CD4⁺CD25⁺ T cell suppression of hepatitis C virus (HCV)-specific interferon (IFN)-γ secretion in patients with elevated and normal alanine aminotransferase (ALT). HCV-specific IFN-γ responses by CD4⁺ T cells were assessed by flow cytometry in peripheral blood mononuclear cells (PBMC) depleted of CD4⁺CD25⁺ T cells that were mixed with HCV antigens (core, NS3, NS4, NS5: 2 µg/ml each) and positive controls (PHA) or negative controls (medium) and anti-CD28 and anti-CD49d monoclonal antibodies. The percentage of IFN-γ-CD4⁺ T cells in PHA-stimulated controls was 24·3% and 26·4% in patients with elevated and normal ALT, respectively, P > 0·05. The number of positive events in the absence of antigen stimulation was constantly below 0·01%.

Fig. 6

Inhibition of CD4⁺ T cell proliferation by CD4⁺CD25⁺ T cell in patients with normal and elevated alanine aminotransferase (ALT). CD25⁺ depleted CD4⁺ T cells (4 × 10⁴) were stimulated with pooled recombinant hepatitis C virus (HCV) antigens (core, NS3, NS4, NS5: 2 µg/ml each) and anti-CD28 and anti-CD49d monoclonal antibodies. HCV-specific cell proliferation was measured by [³H]-thymidine incorporation.

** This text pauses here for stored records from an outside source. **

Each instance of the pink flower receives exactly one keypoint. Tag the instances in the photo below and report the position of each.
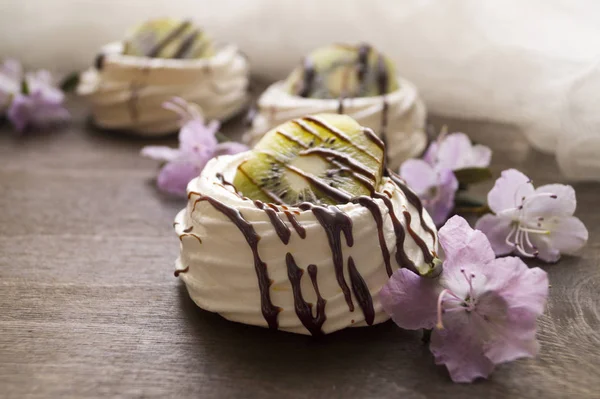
(455, 151)
(31, 100)
(435, 187)
(532, 222)
(197, 145)
(483, 310)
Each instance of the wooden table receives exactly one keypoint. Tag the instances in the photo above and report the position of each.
(89, 306)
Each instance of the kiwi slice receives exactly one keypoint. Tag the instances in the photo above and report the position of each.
(323, 159)
(340, 70)
(168, 38)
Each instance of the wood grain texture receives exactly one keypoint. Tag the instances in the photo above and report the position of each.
(89, 306)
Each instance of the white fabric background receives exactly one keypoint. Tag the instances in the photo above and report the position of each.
(534, 63)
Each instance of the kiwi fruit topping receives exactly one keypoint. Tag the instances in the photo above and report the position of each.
(340, 70)
(322, 159)
(168, 38)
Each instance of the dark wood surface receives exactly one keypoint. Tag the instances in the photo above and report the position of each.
(89, 306)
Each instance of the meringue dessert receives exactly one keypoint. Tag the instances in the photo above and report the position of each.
(159, 60)
(354, 80)
(301, 233)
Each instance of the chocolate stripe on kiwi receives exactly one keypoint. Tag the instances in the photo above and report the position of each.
(304, 309)
(361, 292)
(335, 222)
(186, 44)
(401, 258)
(373, 137)
(281, 229)
(413, 199)
(269, 311)
(268, 193)
(334, 193)
(343, 158)
(308, 77)
(427, 256)
(291, 138)
(372, 206)
(341, 135)
(154, 51)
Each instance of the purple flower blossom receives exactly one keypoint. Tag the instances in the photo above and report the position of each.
(41, 105)
(532, 222)
(435, 187)
(455, 151)
(483, 310)
(197, 146)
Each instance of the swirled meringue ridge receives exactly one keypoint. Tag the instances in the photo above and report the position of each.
(127, 92)
(223, 275)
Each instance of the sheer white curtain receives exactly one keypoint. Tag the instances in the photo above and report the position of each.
(533, 63)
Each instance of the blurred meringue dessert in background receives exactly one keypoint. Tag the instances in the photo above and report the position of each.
(161, 59)
(357, 81)
(301, 233)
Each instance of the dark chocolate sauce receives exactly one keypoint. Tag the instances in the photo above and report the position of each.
(154, 51)
(412, 199)
(341, 135)
(308, 77)
(335, 222)
(363, 62)
(186, 44)
(361, 292)
(99, 61)
(269, 311)
(281, 229)
(342, 158)
(427, 256)
(372, 206)
(401, 257)
(179, 271)
(304, 309)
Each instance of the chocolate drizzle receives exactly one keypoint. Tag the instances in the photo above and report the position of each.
(412, 199)
(281, 229)
(308, 77)
(269, 311)
(335, 222)
(372, 206)
(427, 256)
(299, 229)
(361, 292)
(304, 309)
(401, 257)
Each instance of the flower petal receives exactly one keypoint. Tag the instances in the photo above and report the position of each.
(419, 176)
(515, 297)
(442, 204)
(459, 347)
(496, 230)
(567, 235)
(463, 245)
(410, 300)
(194, 134)
(230, 148)
(517, 284)
(543, 205)
(160, 153)
(175, 176)
(509, 190)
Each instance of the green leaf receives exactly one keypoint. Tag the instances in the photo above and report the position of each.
(472, 175)
(70, 82)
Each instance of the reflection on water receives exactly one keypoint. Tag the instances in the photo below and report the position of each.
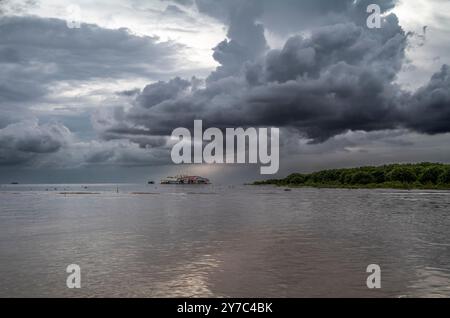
(211, 241)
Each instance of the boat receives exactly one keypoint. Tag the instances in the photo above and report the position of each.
(182, 179)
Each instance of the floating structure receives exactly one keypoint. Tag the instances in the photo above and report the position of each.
(185, 180)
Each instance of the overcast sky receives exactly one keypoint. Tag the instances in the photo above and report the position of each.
(98, 103)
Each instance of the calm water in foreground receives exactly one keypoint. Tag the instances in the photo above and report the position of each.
(210, 241)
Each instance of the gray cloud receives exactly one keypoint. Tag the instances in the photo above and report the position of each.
(24, 141)
(331, 78)
(35, 52)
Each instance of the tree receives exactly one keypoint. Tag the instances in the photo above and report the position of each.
(362, 178)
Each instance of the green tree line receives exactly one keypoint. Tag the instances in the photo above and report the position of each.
(421, 175)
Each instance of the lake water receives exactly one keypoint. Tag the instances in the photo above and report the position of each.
(212, 241)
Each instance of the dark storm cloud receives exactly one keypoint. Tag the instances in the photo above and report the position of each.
(339, 78)
(245, 37)
(429, 108)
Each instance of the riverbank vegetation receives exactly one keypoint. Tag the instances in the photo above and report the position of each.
(396, 176)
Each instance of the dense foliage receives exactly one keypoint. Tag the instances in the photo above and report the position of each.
(422, 175)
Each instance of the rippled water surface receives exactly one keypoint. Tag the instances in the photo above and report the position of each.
(211, 241)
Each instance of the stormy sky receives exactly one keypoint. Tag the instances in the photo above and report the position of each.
(98, 103)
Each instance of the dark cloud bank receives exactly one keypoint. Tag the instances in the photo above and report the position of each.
(333, 75)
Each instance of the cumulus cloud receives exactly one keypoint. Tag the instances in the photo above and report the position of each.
(331, 85)
(36, 52)
(24, 141)
(334, 79)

The counts per minute (cpm) (× 10³) in phytohaemagglutinin (PHA)-stimulated controls were 323·9 × 10³ and 354·1 × 10³ in patients with elevated and normal ALT, respectively, P > 0·05. In the absence of stimuli and in normal subjects stimulated with HCV antigens the cpm was constantly below 10³.

Fig. 7

Dose–response inhibition of hepatitis C virus (HCV)-specific interferon (IFN)-γ production by CD4⁺CD25⁺ T cell in patients with normal and elevated alanine aminotransferase (ALT). CD4⁺ T cells were used as effector cells to examine HCV-specific IFN-γ activity as measured by flow cytometry in response to pooled HCV antigens (core, NS3, NS4, NS5: 2 µg/ml each) and anti-CD28 and anti-CD49d monoclonal antibodies in co-culture with CD4⁺CD25⁺ T cells at various ratios. Duplicate wells without stimuli were also included to determine the background level of cytokine production. The number of positive events in the absence of antigen stimulation was constantly below 0·01%.